Consular officers are empowered to conduct civil marriage ceremonies for British citiznes overseas, so it follows that if registrars are to be so authorised in England and Wales, consular officers need to be similarly authorised outside the jurisdiction to secure parity of treatment.
Section 1 of the Marriage Act 1949 states that a man may not marry any of the persons listed in column 1 of Part 1 of Schedule 1 of the Act (who are all female relatives) and that a woman may not marry any of the persons listed in column 2 of Part 1 of the Schedule (who are all male relatives). Parts II and III of Schedule 1 are similar and set out the prohibited degrees of affinity to which slightly different rules apply.
Presumably (though I cannot find this set out in the Government’s consultation response regarding the Marriage (Same Sex Couples) Bill 2013, or in the explanatory note to the Bill, it is intended that same sex couples will not be allowed to marry persons within the prohibited degrees of consanguinity and affinity, and that there should be a clause saying that in relation to same sex couples the prohibition in section 1 of the Marriage Act 1949 shall apply to a marriage with a person of the same sex mentioned in either of the columns in Schedule 1 of the Act as it would apply if the person were of the opposite sex.
This is a serious omission from the Bill.
Clause 11(1) of the Bill states that “In the law of England and Wales, marriage has the same effect in relation to same sex couples as it has in relation to opposite sex couples”.
Does that imply that the prohibited degrees apply to same-sex couples mutatis mutandis as to opposite sex couples?

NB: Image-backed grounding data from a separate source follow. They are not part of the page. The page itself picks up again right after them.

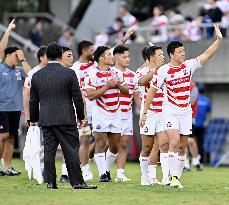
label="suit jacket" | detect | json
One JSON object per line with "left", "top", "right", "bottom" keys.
{"left": 29, "top": 62, "right": 84, "bottom": 127}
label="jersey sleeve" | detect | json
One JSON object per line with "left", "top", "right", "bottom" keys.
{"left": 186, "top": 57, "right": 202, "bottom": 74}
{"left": 151, "top": 67, "right": 167, "bottom": 90}
{"left": 24, "top": 76, "right": 31, "bottom": 88}
{"left": 84, "top": 72, "right": 96, "bottom": 90}
{"left": 133, "top": 74, "right": 140, "bottom": 92}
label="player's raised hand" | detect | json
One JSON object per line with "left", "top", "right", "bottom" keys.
{"left": 214, "top": 24, "right": 223, "bottom": 40}
{"left": 6, "top": 19, "right": 16, "bottom": 33}
{"left": 121, "top": 26, "right": 134, "bottom": 44}
{"left": 125, "top": 27, "right": 134, "bottom": 38}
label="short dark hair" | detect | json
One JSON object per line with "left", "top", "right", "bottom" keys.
{"left": 77, "top": 40, "right": 93, "bottom": 56}
{"left": 113, "top": 45, "right": 129, "bottom": 55}
{"left": 46, "top": 42, "right": 62, "bottom": 60}
{"left": 167, "top": 41, "right": 183, "bottom": 58}
{"left": 115, "top": 17, "right": 124, "bottom": 23}
{"left": 142, "top": 46, "right": 149, "bottom": 61}
{"left": 61, "top": 46, "right": 72, "bottom": 53}
{"left": 4, "top": 46, "right": 20, "bottom": 56}
{"left": 94, "top": 46, "right": 110, "bottom": 63}
{"left": 37, "top": 46, "right": 47, "bottom": 63}
{"left": 146, "top": 45, "right": 162, "bottom": 61}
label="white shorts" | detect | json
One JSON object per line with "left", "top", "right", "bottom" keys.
{"left": 164, "top": 110, "right": 192, "bottom": 135}
{"left": 92, "top": 106, "right": 121, "bottom": 133}
{"left": 140, "top": 110, "right": 165, "bottom": 136}
{"left": 121, "top": 111, "right": 133, "bottom": 136}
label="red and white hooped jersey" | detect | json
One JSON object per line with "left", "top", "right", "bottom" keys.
{"left": 24, "top": 65, "right": 41, "bottom": 89}
{"left": 119, "top": 68, "right": 139, "bottom": 113}
{"left": 137, "top": 66, "right": 164, "bottom": 113}
{"left": 71, "top": 61, "right": 97, "bottom": 94}
{"left": 85, "top": 67, "right": 124, "bottom": 113}
{"left": 71, "top": 61, "right": 97, "bottom": 119}
{"left": 152, "top": 58, "right": 202, "bottom": 113}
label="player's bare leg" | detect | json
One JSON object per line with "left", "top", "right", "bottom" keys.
{"left": 178, "top": 135, "right": 189, "bottom": 179}
{"left": 188, "top": 137, "right": 202, "bottom": 171}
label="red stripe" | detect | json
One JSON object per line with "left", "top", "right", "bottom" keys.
{"left": 168, "top": 98, "right": 190, "bottom": 107}
{"left": 167, "top": 85, "right": 190, "bottom": 93}
{"left": 152, "top": 101, "right": 163, "bottom": 106}
{"left": 106, "top": 101, "right": 119, "bottom": 106}
{"left": 80, "top": 62, "right": 94, "bottom": 71}
{"left": 119, "top": 93, "right": 132, "bottom": 98}
{"left": 167, "top": 91, "right": 189, "bottom": 101}
{"left": 120, "top": 101, "right": 131, "bottom": 106}
{"left": 154, "top": 92, "right": 164, "bottom": 98}
{"left": 123, "top": 72, "right": 135, "bottom": 78}
{"left": 121, "top": 108, "right": 131, "bottom": 112}
{"left": 103, "top": 92, "right": 119, "bottom": 98}
{"left": 96, "top": 100, "right": 119, "bottom": 113}
{"left": 167, "top": 64, "right": 186, "bottom": 74}
{"left": 149, "top": 108, "right": 162, "bottom": 112}
{"left": 96, "top": 72, "right": 112, "bottom": 78}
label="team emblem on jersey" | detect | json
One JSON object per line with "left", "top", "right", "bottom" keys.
{"left": 101, "top": 79, "right": 105, "bottom": 83}
{"left": 167, "top": 122, "right": 172, "bottom": 128}
{"left": 144, "top": 127, "right": 148, "bottom": 133}
{"left": 171, "top": 75, "right": 174, "bottom": 78}
{"left": 183, "top": 69, "right": 189, "bottom": 75}
{"left": 96, "top": 124, "right": 101, "bottom": 130}
{"left": 129, "top": 78, "right": 134, "bottom": 83}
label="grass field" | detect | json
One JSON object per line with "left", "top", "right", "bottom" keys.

I think myself that section 11(1) can only be interpreted as defining the effects of a valid marriage, such as inheritance, rather than amending section 1 of the Marriage Act 1949. The “effect” of a marriage cannot be that there is no marriage. Section 1 of the Marriage Act needs to be amended, otherwise same sex marriages within the prohibited degrees will be valid. We cannot be sure that all judges would agree that it would be sufficiently absurd to justify them in judicial rewriting and some judges will just say that rewriting an Act of Parliament is a matter for Parliament.